Aos empates com grandes clubes Miguel dava pouco crédito tanto a não elogiar, nem criticar, passava-se despercebido. Mas com clubes pequenos era imperdoável como na noite de terça-feira, 31 de março, em que a partida com o Oeste, lá no Estádio Ideonor Picardi Semeghini, em Itápolis, terminou em 1 x 1 e quase comprometeu a liderança no Paulistão 2009. Mas a vitória, no domingo seguinte, de 2 x 1 sobre o Botafogo, de Ribeirão Preto, dentro do Palestra consagrou os 44 pontos que garantiu ao Verdão de Miguel a cabeça da tabela antes de ingressar na semi-final e ser eliminado.

– Terminou cinco pontos a frente da gente, mas perdeu as duas para o Santos enquanto papamos o São Paulo nos dois jogos. Agora nós vamos sapecar o peixe lá na Vila este domingo e ser campeão no Pacaembu, no outro – falou com escárnio profético o cliente corintiano sentado com mais dois homens.

Miguel ouviu o comentário lastimável, soltou um tímido “é” e continuou a pulular de mesa em mesa.

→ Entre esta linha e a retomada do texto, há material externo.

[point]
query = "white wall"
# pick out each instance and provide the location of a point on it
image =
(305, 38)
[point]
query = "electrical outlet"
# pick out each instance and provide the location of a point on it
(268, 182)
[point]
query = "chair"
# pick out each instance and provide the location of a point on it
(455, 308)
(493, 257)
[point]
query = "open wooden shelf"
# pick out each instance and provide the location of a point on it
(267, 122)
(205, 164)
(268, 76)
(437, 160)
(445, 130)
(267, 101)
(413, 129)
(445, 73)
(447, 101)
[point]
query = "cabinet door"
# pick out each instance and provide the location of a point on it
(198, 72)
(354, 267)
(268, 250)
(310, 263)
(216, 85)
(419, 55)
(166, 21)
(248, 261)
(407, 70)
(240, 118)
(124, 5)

Não discordou, nesses casos não discordava. Além do mais era sexta-feira, estava feliz, na maior inteiração com Duda e Jacaré, e sabia não haver nada de mais em levar ao pé da letra em certas ocasiões aquela máxima de que o cliente tem sempre razão. Foi atender a senhora, com mais de 50 anos, mãe de três filhos, moradora da região e que frequenta o local desde a abertura em 1980.

No outro dia, sábado, um homem com menos de 40 anos almoçava com dois garotos: o filho e o amigo do colégio. Ambos voltavam da escolinha de futebol do Palmeiras. Miguel atendia-os com toda a atenção. O garoto amigo era um craque, uma promessa. Franzino, tinha a canela fina, os olhos arregalados e comia arroz, feijão, bife e fritas.

Miguel olhava-o diferente, parava por alguns instantes e ficava só observando-o; nas pupilas do português via-se um filme, fazia trabalho de vidente enxergando o futuro dentro de uma bola de capotão; a visão que prenunciava era a de um molecote, com a canela fina e os olhos arregalados, fazendo um espetacular gol de bicicleta para o Palmeiras na decisão final do Brasileirão de 2018, e dentro do Palestra Itália.

Com a casa lotada e contra o Corínthians, é claro.